India has a 2+2 dialogue only with the US, which started in September 2018, so far. While Japan’s contribution to India’s economic development has been steady, it’s been particularly strong in the heavy industry and infrastructure sectors. And as Japan opens up its defence sector, as envisaged in the 2018 National Defence Programme Guidelines (NDPG), there could be definite areas of cooperation in this sector too.
India’s participation in the just concluded maiden defence and security exhibition in Tokyo, where it was one of the few nations to have a booth, is an indicator of the increasing focus on this sector. Also, the recent past has seen bilateral military exercises — the ‘Dharma Guardian-2019’ (between the Indian Army and Japanese Ground Self Defence Forces), the ‘SHINYUU Maitri-2019’ (between Japanese Air Self Defence Force and the Indian Air Force) — and also the trilateral Malabar exercise by India, Japan and the US.

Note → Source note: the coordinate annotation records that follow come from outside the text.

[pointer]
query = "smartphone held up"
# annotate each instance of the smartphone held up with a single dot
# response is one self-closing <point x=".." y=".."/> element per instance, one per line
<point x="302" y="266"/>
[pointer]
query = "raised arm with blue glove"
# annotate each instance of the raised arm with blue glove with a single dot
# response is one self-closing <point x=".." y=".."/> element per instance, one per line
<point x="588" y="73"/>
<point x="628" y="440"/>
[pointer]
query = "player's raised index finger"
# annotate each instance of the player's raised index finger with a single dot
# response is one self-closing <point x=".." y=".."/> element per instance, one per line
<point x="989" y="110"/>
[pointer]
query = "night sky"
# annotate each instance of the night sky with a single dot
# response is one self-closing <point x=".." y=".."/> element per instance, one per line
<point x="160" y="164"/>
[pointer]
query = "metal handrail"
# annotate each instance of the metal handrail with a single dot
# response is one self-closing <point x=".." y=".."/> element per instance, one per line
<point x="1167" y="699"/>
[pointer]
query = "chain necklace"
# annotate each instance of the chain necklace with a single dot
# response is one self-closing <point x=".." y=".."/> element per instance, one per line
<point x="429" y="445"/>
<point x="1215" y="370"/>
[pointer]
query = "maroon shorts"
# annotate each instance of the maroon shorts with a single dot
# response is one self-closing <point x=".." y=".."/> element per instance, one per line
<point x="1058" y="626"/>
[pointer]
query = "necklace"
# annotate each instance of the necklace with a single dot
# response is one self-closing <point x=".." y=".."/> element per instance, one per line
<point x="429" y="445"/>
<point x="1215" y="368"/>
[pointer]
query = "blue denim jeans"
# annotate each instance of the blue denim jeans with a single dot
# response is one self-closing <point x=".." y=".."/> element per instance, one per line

However, bilateral cooperation in defence manufacturing has been going at a slower pace. 
It may be noted that the discussions on amphibious Shinmawya US-2 Aircraft, for instance, have been going on for quite a few years but there no signs of a deal yet. Reports indicate that Japan has agreed to undertake a third of the aircraft’s manufacture and this could be an important step towards boosting the ‘Make in India’ initiative. 
Clearly, with the Japanese industry opening up to equipment manufacturing, there is great scopefor combining India’s competence in design, engineering and supply chain, with Japanese precision engineering.
Further, artificial intelligence (AI) and chip manufacturing could set the trend for cooperation in cyber security and possibly the whole gamut of equipment modernising, and enabling 5G secured connectivity.